Running a services business has never been easy, but the past few years have been among the toughest. Challenges won’t ease in the year ahead as leaders grapple with political, economic, and technological upheavals, along with evolving demands from customers and employees. Change has always been part of the job, but it’s coming faster than ever.
We believe 2025 will usher in gusts of growth for IT services. It won’t match the highs of 2021, but spending is rebounding. With the right strategies and teams in place, leaders can position their firms for the future.
That future will involve AI. Will we live in a utopia or dystopia run by AI-powered robots while knowledge workers eat bon bons or scroll LinkedIn for hours? Maybe the latter, but not the former. Is AI forcing traditional services firms to rethink the models and playbooks they’ve used for decades? Yes. And 2025 will be a pivotal year for making some of these changes.
Here are 10 trends we believe will impact the tech services market in the year ahead.
- 1. Pockets of growth return
- 2. Game-time for GenAI: Production projects double
- 3. AI-native consultancies challenge public firms
- 4. Focus shifts from hours to outcomes
- 5. The HAIDaMo mafia tightens its grip
- 6. Partners trade monogamy for polyamory
- 7. The return of on-prem priorities
- 8. Employers retain control
- 9. Africa on the rise
- 10. All eyes on the Trump administration
1. Pockets of growth return
Businesses that held off on transformation projects pick their head up and realize they need to modernize or get left behind. This will create tailwinds in some sectors like data modernization, AI and cyber, along with insurance, healthcare and energy that have been technology laggards.
Gartner is predicting 9.4% revenue growth for IT services in 2025. That is up from 5.6% growth in 2024, and 2025 already feels off to a stronger start. While demand may be creeping back, some more dated ecosystems will continue to lag, and the push for smaller, more phased projects and continued cost efficiencies will continue to put pressure on bookings and backlog.
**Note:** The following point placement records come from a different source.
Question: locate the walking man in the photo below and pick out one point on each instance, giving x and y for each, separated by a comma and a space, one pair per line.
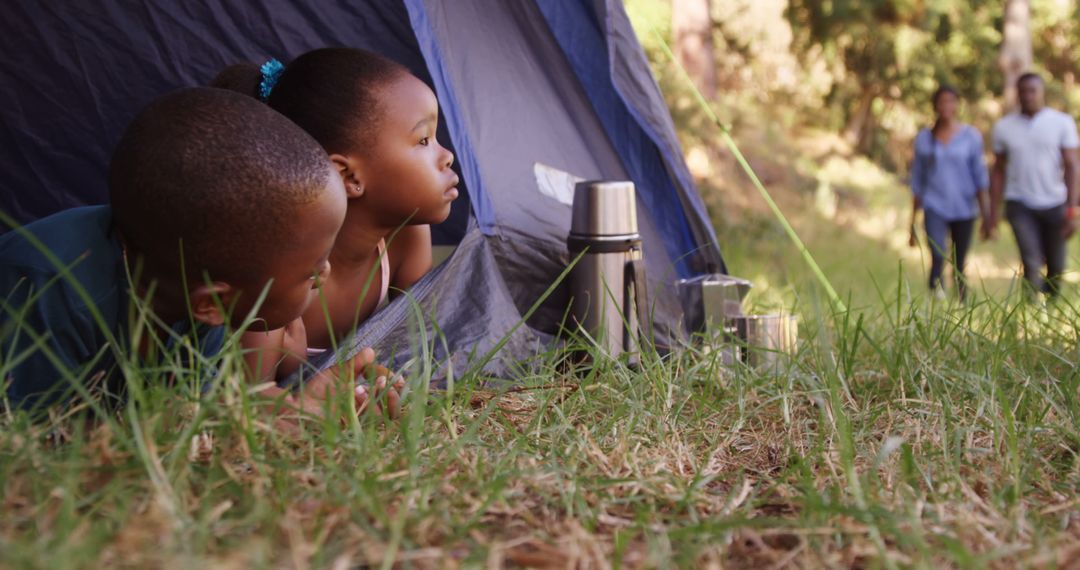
1035, 171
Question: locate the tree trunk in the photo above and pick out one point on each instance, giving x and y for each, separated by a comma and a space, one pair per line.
1015, 57
861, 121
692, 27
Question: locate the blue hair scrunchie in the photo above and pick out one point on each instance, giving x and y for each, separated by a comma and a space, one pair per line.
271, 72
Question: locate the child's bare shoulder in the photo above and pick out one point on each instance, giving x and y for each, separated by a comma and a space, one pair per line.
409, 253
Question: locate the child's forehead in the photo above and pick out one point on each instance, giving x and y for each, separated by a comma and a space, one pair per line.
406, 97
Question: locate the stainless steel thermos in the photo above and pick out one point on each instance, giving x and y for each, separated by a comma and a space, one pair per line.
608, 286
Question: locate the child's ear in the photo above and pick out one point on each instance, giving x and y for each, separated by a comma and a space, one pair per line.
210, 301
349, 168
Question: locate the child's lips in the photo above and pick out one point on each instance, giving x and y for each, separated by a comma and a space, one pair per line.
451, 192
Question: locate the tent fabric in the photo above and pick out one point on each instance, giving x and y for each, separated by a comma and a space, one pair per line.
563, 83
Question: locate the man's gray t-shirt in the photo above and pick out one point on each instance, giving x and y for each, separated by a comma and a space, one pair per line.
1033, 146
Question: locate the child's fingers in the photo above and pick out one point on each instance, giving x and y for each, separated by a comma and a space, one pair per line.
363, 358
394, 403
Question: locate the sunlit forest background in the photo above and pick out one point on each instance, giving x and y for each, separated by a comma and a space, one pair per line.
825, 97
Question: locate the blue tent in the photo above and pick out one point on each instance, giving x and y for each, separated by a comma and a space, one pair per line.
529, 90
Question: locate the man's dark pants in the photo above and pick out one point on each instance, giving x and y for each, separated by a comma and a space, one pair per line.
1040, 241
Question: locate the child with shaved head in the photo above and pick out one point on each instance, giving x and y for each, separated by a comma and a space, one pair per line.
215, 199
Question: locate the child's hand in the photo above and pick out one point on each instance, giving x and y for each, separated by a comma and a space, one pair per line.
311, 401
383, 389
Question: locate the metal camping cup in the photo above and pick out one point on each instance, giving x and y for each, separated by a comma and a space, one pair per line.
608, 287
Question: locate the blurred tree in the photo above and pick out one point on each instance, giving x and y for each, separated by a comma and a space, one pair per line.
692, 27
1015, 57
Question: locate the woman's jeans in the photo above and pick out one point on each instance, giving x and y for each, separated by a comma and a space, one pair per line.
1040, 241
961, 232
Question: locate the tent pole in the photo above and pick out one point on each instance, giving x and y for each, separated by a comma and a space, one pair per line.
730, 143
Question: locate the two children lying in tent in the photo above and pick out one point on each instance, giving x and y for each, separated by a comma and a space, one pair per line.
228, 212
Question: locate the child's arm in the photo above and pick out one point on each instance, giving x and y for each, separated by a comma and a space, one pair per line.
262, 352
409, 257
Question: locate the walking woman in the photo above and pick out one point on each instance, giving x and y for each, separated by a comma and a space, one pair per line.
949, 182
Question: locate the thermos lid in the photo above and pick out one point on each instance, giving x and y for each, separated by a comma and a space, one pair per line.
604, 208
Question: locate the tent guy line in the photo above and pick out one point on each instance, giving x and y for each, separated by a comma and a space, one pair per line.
730, 143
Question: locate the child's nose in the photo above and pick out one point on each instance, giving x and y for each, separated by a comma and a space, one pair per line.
324, 271
447, 159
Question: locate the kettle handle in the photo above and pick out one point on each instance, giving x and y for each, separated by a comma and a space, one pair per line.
635, 275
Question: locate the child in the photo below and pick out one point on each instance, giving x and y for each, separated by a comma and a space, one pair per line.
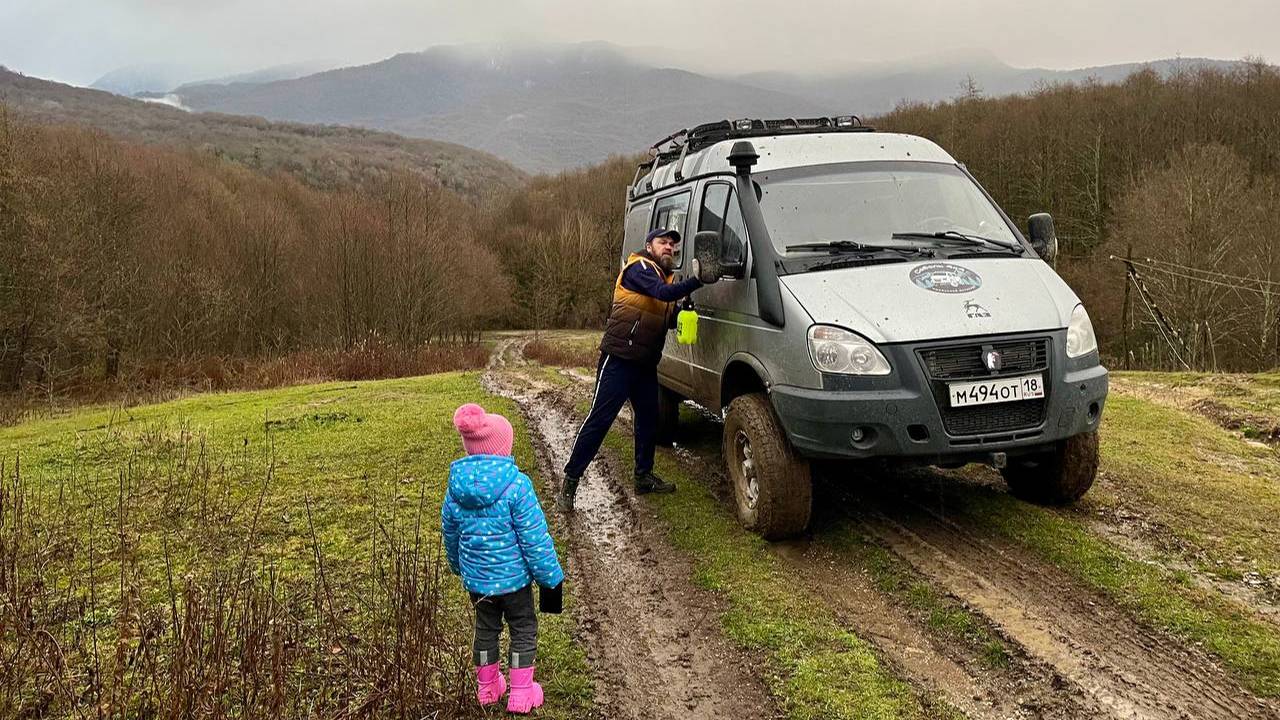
496, 537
Services firms should start looking to where gusts of growth are forming. Consider how their chosen sectors and ecosystems could be impacted by macro trends and AI, and plan accordingly. Find ways to deliver more efficiently and increase margins to fund investments in growth areas.
Services firms should start looking to where gusts of growth are forming. Consider how their chosen sectors and ecosystems could be impacted by macro trends and AI, and plan accordingly. Find ways to deliver more efficiently and increase margins to fund investments in growth areas.
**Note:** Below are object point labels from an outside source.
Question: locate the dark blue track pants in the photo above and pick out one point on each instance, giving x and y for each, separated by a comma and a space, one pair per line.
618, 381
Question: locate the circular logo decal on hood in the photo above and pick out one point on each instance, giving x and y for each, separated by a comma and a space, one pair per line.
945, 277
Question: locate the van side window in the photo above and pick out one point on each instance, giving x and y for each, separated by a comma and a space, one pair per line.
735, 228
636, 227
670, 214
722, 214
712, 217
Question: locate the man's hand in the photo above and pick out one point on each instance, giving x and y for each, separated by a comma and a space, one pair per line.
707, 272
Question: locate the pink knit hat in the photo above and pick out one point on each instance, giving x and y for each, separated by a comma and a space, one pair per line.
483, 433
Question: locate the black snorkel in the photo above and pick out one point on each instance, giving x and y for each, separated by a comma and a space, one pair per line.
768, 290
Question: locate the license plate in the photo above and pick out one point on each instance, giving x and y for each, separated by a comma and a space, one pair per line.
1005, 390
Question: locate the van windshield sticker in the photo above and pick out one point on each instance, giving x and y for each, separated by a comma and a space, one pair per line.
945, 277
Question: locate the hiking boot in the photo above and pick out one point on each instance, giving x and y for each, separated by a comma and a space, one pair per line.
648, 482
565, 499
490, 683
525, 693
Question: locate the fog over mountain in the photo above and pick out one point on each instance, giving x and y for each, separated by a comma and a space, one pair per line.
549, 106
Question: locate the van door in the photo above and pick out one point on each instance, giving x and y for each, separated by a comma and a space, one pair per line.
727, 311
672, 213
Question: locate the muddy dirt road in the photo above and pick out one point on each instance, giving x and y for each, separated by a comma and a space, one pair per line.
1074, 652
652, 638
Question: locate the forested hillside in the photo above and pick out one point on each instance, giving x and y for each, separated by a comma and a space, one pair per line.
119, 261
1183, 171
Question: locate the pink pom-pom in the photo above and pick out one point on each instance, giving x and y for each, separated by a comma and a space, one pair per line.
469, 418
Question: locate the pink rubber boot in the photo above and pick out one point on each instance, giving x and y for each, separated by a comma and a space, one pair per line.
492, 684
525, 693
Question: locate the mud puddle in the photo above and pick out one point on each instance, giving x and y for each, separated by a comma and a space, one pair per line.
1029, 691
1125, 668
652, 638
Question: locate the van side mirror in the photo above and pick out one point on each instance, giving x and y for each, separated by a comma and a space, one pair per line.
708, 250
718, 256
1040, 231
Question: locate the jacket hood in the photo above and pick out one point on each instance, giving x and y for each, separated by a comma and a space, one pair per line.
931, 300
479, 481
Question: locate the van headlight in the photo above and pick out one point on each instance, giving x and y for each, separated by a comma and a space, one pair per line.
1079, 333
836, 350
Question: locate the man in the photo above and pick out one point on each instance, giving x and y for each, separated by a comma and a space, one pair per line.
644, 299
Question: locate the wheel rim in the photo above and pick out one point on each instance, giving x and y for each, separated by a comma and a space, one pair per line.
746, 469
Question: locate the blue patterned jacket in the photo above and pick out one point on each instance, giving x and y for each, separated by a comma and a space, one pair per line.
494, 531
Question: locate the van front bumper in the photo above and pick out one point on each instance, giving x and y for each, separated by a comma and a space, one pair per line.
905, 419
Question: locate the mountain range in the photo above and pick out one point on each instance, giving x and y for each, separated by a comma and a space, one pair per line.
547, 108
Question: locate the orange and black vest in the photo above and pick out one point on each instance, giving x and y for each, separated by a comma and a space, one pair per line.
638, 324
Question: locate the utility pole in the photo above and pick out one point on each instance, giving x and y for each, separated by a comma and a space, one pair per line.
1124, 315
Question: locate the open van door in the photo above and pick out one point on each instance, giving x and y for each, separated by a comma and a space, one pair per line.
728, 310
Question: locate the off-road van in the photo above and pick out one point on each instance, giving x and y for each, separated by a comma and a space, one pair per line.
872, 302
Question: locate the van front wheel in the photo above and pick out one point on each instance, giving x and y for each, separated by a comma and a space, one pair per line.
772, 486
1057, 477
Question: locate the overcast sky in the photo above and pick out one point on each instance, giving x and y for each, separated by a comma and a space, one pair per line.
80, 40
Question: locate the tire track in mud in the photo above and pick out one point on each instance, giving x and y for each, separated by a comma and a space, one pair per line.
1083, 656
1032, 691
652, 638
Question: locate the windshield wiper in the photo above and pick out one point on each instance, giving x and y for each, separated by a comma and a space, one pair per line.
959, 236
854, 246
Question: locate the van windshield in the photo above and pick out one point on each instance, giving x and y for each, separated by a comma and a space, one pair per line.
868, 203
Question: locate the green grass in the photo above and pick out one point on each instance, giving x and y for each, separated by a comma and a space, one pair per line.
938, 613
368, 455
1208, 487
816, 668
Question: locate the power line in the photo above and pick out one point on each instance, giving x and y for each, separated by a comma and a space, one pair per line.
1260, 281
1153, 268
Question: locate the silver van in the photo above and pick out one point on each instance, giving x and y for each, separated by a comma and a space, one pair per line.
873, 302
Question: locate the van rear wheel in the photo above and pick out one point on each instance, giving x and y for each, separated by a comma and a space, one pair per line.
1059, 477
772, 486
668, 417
2. Game-time for GenAI: Production projects double
Prior to 2025 only a small fraction of AI pilots actually got off the ground. For reasons ranging from data issues to process and workforce readiness, only an estimated 10% of AI pilots actually moved into production.
This year, customers will get better at measuring ROI and resolving the data and security issues holding them back. Those that did move into production will start to see real results, creating FOMO and pressure from boards to “try harder”. Because of this, we expect the number of pilots moving into production to double this year. It’s still early days, and these projects will be bigger than pilots but short of transformation.
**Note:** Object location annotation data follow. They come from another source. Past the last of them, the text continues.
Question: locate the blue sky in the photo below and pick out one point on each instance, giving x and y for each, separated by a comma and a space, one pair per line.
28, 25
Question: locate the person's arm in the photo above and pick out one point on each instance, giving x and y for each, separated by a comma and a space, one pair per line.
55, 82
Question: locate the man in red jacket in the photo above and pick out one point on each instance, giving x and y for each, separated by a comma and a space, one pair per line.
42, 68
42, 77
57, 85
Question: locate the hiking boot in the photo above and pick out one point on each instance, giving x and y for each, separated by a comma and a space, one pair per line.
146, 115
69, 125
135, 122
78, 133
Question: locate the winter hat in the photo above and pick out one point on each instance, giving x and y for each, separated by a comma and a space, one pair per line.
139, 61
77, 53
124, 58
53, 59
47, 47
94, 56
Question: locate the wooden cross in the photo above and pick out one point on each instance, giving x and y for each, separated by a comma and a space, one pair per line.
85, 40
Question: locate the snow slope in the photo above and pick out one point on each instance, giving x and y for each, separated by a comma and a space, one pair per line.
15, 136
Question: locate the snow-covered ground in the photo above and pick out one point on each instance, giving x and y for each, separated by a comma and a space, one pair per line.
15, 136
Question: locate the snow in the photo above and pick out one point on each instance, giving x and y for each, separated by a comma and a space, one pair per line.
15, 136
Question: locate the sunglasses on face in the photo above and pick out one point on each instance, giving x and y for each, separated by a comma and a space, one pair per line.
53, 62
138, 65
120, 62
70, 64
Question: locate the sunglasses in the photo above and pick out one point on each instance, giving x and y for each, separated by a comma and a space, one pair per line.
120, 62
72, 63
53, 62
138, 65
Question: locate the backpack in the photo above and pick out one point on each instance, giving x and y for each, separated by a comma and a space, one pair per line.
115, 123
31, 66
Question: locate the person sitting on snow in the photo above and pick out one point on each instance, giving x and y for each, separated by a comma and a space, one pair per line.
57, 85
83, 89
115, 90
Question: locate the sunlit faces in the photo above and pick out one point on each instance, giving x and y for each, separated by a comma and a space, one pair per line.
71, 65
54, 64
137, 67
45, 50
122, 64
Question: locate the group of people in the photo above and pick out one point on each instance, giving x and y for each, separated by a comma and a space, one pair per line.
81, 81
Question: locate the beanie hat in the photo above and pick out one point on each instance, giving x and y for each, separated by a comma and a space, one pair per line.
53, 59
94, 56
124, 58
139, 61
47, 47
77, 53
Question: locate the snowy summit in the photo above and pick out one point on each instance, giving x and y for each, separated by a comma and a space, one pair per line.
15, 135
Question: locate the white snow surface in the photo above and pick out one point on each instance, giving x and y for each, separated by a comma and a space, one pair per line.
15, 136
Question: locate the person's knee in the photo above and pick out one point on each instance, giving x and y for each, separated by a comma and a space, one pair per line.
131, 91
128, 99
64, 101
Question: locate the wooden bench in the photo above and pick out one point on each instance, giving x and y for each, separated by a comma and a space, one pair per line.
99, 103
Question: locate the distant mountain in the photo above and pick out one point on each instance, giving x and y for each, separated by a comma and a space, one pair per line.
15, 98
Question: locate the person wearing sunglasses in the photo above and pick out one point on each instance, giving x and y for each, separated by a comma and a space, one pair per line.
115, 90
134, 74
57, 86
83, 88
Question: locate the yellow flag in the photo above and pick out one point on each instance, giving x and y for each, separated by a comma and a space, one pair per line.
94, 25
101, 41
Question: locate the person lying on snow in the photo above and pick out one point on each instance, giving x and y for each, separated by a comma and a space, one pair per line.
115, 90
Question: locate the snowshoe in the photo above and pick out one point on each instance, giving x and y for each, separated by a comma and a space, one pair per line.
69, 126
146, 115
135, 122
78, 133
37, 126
For IT services firms, that means it’s game time. Firms will need to quickly get production projects under their belt so they’re not just pitching pilots, and more importantly, be experts themselves in using GenAI to move faster and deliver better results.
Firms will need to quickly get production projects under their belt so they’re not just pitching pilots, and more importantly, be experts themselves in using GenAI to move faster and deliver better results.
3. AI-native consultancies challenge public firms
A new era of AI-native services firms is emerging. We’re seeing more and more firms built from the ground up to deliver services cheaper and faster using reusable IP, autonomous AI agents and low-code/no-code automation. As the market matures, they’re gaining traction with both enterprises, and large software vendors looking for nimble, hungry and innovative partners.
This is putting pressure on traditional firms, especially public firms constrained by quarterly results and entrenched business models. As a result, we’ll see more firms like Thoughtworks taken private to make the pivot.
Traditional firms should expect to compete with these AI-native partners if they aren’t already.
Customers will expect more from service providers when it comes to time to value, which should be factored into how deals are structured and delivered.
Customers will expect more from service providers when it comes to time to value, which should be factored into how deals are structured and delivered.
4. Focus shifts from hours to outcomes
For years, IT services firms have experimented with value-based selling, where fees are partially tied to achieving business goals. However, few have succeeded. External influences on client results, and procurement teams’ reliance on traditional processes, have made it difficult.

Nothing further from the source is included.